Efficient data security using Dynamic Token check for Cloud Storage Systems

Efficient data security using Dynamic Token check for Cloud Storage Systems

Efficient data security using Dynamic Token check for Cloud Storage Systems

P.Srinivas * , G. Rajesh Kumar #

*Department of Computer Science (CSE) , Swarnandhra College of Engineering and Technology(SCET)

Abstract :

Keywords : Trusted Party Auditor (TPA) ,Cloud service provider (CSP) , Token key generation algorithm, Homomorphic mechanism, FileToken

1. INTRODUCTION

   Cloud computing is the term used to share the resources globally with less cost .we can also called as IT ON DEMAND. It provides three types of services I,e., Infrastructure as a service(IaaS) , Platform as a service(PaaS) and Software as a service(SaaS). End users access the cloud based applications through the web browsers with internet connection. Moving data to clouds makes more convenient and reduce to manage hardware complexities. Data stored at clouds are maintained by Cloud service providers (CSP) with various incentives for different levels of services. However it eliminates the responsibility of local machines to maintain data, there is a chance to lost data or it effects from external or internal attacks. To maintain the data integrity and data availability many people proposed several algorithms and methods that enable on demand data correctness and verification. So Cloud servers are not only used to store data like a ware house , it also provides frequent updates on data by the users with different operations like insert, delete , update and append. Lastly the deployment of cloud computing is powered by the data centers running in cooperated and distributed manner Recently, the importance of ensuring the remote

   data integrity has been highlighted by the following research works under different systems and security models . Researchers also proposed distributed protocols to ensure storage correctness across multiple servers.In this paper we mainly focus on dynamic generation of tokens for verification of blocks and token precomputation before distributing the files in to cloud, the rest of the operations are taken from the same paper(towards secure and dependable storage services in cloud computing) . we use homomorphic token for challenge responses with few parameters . It will easily trace the misbehaving servers which are having corrupted data blocks. We need not concern about distribution of blocks we can distribute the blocks redundantly to many servers or disperse the blocks to different servers with server persistent schemes. We also provide the extension of proposed scheme to support third party auditing, where user can safely delegate the integrity checking task to trusted third party providers

2. PROBLEM STATEMENT

   2.1 System Model

   The cloud storage system architecture consists of following network entities

   User: An entity, who performs data storage and retrieval operations without knowing the internal issues.

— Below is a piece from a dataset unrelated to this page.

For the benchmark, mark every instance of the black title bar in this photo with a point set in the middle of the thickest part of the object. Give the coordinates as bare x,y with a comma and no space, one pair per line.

   Cloud Server (CS): An entity, which provides data storage space and resources required for computations, cloud servers are managed by cloud service providers.

   Third Party Auditor (TPA): An optional Entity, but here we use TPA as Trusted party and to perform some computations instead of users.

   Working:

   In cloud data storage system, user can upload or stores the data into cloud or use services from the cloud(Here we focused on file storage and retrieval operations). user stores data into set of cloud servers which are running in a distributed and cooperated manner. Data redundant techniques can be employed using erasure correcting code to protect from faults or server crashes. Users can perform manipulations on stored data like insert update and append through blocks. Block level updations and deletions are allowed with token checking. If user has not having enough resources to compute tokens or required hardware support then he can easily delegate the work to a third party auditor called as TPA. He is responsible to generate homomorphic token and stores the token persistently and securely for further verification. In our scheme we assume that TPA is secure and he is responsible to protect from threats, users will pay some incentives to TPA for maintenance.

   2.2. Adversary Model

   Adversary model was introduced to explore some of threats associated in this model. As we know that the data is not present at users place because data is stored at cloud servers. It may lead to some security threats mainly two, internal attacks and external attacks. Internal attacks comes from the cloud servers itself, these servers may be malicious and lead to byzantine failures and hide some data loss issues. Secondly external attacks are from outsiders who are compromised the data from cloud service providers without its permission. Outsider attacks may lead to modification of data or deleting the users and so on which are completely masked from cloud service providers. All though TPA can also possibly hack the data for itself interested and it is also a

   case for inside attacks, but we ensure that TPAs are trusted party servers.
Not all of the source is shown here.